Thursday, July 9, 2009

I Will Age, But I Refuse to Grow Old

It took me a while to get down the stairs today, navigating gingerly with every step. I paused at the bottom and my husband reminded me that I should probably move from high-impact activities to more joint-friendly sports. I hate that he’s right, and I hate more that I am coming to the sad reality that I have used and abused my body. I don’t regret the wear and tear that I’ve put on it, and I regret even less the life I have been afforded by being active, but I have to come to terms with what is happening to my body, my face, and my life as time goes by. A common expression in our house is, “Man, I’m getting old,” and I don’t want to say that any more. I am not starting a quest to turn back the clock, but rather, I choose to take a new approach to the inevitable. Yes, age is happening, but “old” is a choice and my choice is to never grow there. Just like good wine or tasty cheese it's aged, but old wine or old cheese sounds like a dangerous decision.

I’ve been out of high school 15 years and some of my friends have been in my life for over 20. That sounds ridiculous to me, when I say it out loud, because I feel like I did in college. Minus the body that insists on betraying me and the fact that life has happened enough to me that I’ve been married for over a decade and my kids are practically pre-teens, I don’t feel like I’ve changed. Logically I know better, but I think this must be the initial stages of mid-life contemplation because I feel compelled to prove to people that I am really not getting older. I want to ignore the fact that workers at fast food windows continually call me ma’am, and that I haven’t been carded in over 6 months. Every fiber of my being wants to rail against that, but with deeper consideration, I accept the fact that I do not have the time or the energy. So how can I better accept that pesky second hand?

It is impossible to talk about aging without talking about the abstract existence of time.
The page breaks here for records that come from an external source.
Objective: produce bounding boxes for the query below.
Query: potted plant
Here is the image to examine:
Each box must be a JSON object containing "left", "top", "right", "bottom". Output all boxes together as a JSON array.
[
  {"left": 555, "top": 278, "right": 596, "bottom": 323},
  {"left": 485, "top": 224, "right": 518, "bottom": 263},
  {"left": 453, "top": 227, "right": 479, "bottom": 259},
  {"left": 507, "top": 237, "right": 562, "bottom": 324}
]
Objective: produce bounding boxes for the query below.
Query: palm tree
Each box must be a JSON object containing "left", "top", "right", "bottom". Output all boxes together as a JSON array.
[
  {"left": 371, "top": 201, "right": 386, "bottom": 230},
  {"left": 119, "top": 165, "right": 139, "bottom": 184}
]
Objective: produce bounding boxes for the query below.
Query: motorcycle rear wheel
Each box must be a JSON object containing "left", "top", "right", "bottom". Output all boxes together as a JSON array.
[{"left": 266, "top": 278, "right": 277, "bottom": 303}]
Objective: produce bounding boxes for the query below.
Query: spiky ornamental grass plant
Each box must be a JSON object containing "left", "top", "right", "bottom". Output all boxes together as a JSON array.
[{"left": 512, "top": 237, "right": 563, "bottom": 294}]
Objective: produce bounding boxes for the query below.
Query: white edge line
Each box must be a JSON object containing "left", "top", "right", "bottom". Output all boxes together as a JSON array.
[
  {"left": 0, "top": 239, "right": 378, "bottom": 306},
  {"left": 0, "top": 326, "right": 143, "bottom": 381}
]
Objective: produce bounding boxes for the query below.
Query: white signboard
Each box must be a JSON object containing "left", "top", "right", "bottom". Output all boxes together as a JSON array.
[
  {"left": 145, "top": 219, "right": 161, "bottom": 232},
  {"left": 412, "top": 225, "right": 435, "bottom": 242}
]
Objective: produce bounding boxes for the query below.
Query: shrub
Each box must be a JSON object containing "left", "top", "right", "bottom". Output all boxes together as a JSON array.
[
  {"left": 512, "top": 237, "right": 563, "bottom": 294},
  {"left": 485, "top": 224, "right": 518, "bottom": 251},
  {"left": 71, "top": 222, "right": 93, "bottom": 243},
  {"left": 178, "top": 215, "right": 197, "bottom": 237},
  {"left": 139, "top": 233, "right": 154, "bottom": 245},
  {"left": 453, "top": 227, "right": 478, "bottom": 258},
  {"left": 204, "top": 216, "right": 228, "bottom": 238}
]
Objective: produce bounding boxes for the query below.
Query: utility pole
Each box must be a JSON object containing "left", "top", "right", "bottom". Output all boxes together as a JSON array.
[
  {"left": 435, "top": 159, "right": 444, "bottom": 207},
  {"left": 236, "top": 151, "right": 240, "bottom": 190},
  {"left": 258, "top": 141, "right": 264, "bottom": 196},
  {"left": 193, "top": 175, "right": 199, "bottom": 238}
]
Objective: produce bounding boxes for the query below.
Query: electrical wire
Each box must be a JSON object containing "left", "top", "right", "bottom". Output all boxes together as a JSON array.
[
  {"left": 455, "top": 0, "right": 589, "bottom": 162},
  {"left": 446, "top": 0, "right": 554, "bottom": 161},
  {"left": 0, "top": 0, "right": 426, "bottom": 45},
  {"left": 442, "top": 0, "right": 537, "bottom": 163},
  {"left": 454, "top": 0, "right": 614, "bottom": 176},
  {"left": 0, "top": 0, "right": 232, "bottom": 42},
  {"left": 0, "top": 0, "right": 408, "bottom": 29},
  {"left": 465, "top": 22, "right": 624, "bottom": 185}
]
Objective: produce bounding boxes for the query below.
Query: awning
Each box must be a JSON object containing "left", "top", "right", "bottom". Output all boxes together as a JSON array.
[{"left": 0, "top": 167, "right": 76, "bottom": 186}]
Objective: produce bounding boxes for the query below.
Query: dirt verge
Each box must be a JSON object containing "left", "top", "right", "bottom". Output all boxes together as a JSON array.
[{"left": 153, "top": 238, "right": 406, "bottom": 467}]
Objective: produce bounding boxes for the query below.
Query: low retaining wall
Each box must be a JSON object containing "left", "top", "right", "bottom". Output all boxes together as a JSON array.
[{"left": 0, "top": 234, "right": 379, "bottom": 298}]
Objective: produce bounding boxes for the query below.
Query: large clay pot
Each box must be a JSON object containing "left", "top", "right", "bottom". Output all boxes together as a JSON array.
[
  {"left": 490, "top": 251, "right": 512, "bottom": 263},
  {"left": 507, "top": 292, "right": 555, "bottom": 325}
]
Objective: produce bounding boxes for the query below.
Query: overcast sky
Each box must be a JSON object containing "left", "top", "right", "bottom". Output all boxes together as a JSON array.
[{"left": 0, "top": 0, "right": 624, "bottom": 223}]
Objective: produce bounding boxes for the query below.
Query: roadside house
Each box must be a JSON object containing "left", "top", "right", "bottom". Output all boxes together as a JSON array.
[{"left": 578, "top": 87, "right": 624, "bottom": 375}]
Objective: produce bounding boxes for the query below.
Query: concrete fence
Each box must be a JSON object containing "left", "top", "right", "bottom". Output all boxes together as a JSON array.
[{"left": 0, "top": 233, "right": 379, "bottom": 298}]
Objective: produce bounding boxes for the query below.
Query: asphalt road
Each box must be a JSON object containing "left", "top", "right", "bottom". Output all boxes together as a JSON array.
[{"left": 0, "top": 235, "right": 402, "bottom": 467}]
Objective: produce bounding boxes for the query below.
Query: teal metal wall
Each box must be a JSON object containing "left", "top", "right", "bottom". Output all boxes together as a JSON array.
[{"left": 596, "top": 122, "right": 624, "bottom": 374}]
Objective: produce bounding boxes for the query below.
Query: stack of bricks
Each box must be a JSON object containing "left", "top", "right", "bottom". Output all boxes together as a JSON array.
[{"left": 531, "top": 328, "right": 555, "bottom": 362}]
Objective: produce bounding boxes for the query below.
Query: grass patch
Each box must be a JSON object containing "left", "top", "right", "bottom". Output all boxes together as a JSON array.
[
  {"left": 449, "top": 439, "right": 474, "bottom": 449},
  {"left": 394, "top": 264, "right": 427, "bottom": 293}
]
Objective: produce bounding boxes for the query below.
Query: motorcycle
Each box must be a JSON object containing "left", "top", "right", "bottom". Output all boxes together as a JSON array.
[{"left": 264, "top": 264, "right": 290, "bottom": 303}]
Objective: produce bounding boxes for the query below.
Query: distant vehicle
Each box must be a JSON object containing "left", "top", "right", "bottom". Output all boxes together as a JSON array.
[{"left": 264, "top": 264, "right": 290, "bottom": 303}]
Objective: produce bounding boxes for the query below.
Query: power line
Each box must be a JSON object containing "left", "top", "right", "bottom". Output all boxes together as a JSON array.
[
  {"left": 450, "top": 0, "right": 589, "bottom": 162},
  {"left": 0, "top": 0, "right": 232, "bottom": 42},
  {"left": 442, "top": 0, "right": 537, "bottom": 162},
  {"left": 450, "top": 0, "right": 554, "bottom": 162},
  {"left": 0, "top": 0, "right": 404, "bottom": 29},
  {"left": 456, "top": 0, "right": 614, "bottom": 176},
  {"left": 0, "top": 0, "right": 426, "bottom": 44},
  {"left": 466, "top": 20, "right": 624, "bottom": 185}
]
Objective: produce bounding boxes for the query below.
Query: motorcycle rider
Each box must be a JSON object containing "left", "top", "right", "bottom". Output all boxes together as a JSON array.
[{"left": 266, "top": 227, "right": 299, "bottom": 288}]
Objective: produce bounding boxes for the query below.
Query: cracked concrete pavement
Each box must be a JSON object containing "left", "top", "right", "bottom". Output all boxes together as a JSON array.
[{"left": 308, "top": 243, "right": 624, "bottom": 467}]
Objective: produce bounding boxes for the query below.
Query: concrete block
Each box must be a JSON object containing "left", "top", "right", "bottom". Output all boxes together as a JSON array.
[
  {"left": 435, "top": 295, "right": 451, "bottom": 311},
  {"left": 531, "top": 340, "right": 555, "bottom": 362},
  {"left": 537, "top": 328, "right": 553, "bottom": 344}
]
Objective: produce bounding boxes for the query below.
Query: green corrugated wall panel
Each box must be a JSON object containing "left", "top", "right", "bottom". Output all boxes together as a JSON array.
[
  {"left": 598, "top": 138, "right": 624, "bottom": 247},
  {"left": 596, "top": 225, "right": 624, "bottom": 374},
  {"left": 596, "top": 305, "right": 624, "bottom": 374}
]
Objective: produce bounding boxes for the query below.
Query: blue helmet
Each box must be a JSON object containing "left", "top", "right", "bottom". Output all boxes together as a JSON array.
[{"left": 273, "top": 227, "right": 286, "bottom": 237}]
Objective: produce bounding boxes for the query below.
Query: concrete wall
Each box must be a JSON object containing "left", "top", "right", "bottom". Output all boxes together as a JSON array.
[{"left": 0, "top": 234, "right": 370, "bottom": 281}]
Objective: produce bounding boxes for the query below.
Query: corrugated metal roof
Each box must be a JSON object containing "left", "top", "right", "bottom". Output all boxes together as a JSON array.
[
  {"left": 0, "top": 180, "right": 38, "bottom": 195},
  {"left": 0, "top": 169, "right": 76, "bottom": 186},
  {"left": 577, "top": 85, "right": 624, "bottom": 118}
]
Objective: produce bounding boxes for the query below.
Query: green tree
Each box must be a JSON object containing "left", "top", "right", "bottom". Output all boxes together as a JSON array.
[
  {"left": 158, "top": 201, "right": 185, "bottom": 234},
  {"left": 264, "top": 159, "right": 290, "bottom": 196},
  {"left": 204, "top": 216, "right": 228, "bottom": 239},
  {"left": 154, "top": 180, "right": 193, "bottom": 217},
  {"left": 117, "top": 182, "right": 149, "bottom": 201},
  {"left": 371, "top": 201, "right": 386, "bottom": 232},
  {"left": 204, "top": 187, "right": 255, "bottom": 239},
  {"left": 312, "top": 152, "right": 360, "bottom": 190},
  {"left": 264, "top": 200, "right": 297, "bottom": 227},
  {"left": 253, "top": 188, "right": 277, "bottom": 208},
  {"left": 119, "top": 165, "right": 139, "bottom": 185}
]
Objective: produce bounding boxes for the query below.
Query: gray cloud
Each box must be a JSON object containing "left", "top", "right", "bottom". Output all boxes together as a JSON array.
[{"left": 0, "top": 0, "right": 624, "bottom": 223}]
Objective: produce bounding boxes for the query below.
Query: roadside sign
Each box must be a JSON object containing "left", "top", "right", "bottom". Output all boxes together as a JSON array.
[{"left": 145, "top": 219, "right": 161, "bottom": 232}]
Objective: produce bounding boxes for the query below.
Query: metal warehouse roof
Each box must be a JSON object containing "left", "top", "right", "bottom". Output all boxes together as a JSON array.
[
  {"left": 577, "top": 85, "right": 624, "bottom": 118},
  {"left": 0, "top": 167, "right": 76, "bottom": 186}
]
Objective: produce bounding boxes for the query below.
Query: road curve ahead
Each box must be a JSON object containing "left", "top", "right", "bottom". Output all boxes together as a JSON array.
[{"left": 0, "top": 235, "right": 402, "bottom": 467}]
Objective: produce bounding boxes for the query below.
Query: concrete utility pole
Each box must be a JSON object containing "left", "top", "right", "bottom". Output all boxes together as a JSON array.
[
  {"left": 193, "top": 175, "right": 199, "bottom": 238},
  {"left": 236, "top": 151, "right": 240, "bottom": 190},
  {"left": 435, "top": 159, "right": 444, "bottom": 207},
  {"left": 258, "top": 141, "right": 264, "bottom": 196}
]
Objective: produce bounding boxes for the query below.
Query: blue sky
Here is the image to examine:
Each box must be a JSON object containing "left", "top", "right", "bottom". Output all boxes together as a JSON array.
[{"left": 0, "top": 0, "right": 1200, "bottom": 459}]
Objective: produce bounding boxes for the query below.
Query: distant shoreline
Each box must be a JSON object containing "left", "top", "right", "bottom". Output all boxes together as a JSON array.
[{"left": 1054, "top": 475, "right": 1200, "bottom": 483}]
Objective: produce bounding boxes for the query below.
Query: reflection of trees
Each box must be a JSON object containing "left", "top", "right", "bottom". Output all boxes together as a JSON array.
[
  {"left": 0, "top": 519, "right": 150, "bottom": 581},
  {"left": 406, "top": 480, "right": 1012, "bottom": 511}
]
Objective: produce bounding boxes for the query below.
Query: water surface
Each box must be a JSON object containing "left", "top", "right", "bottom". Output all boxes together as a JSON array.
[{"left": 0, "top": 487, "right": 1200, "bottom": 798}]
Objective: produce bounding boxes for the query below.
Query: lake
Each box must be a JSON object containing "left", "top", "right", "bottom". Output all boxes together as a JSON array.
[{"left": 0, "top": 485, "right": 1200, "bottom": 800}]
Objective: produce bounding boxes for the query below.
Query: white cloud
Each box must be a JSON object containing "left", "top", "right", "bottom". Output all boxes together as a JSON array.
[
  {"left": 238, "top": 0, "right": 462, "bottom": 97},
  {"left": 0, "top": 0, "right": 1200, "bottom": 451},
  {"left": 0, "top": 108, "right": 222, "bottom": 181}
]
It is overwhelming to really wrap my mind around it, so concrete metaphors are my only way to conceptualize. One of my graduate school professors explained the time continuum like a stack of papers that goes from floor to ceiling, and that the very top page represents the amount of time that humans have been in existence. WHAT?!? That is mind blowing, but with what scientists have been able to piece together about how long things have been around, including the rocky mountains that draw me to them every summer, it is probably a fairly accurate example. Nothing that we wonder about happens in an instant, and our lives need to be savored in much the same way.

Every time I drive south on I-25 toward Colorado Springs I am struck by the scar that marks one of the foreground foothills. If you are familiar with Colorado at all, it is a mark of miners that tore away part of the mountain in search of gold, and what remains is a manmade imprint on a timeless treasure. On that large stack of papers, that mark on the mountain was likely less than a punctuation mark on that top page, yet it has become a part of the landscape and a great story for curious kids who occupy my backseat.

Why do I value the scars that mark my body any less? They are the scars that tell the moments of my life and how I lived when that mark was made. I can take my finger and trace on the smiley face and squiggly scar that crowd my knee. I can feel the double scar on my abdomen that represents the entrance of two of my kids. My body is a map of where I’ve been, and how I’ve lived. My sagging chest is the remnants of the life I could offer my kids when they were newborns. Those crowfeet that insist on pinching in my eyes are from smiling and laughing with friends and family. My left ring finger that locks on me regularly reminds me that I miscued too many basketballs, but then I look at the ring that lies just under that stubborn knuckle, and I’m taken to even more stories and moments.

So, life will continue to wreak havoc on my body, and I have a choice about whether I will celebrate the changes and force myself to enjoy the aging process, or whether I will fight against it and invest my time (and money) in erasing the life that has happened to my body so far, bitterly complaining that I am getting old. Now don’t get me wrong, I will continue to work toward the most healthful body and mind I can, and that does take energy and time, but most of all it takes acceptance that what I have been given, and what is yet to come, is a beautiful gift worth celebrating.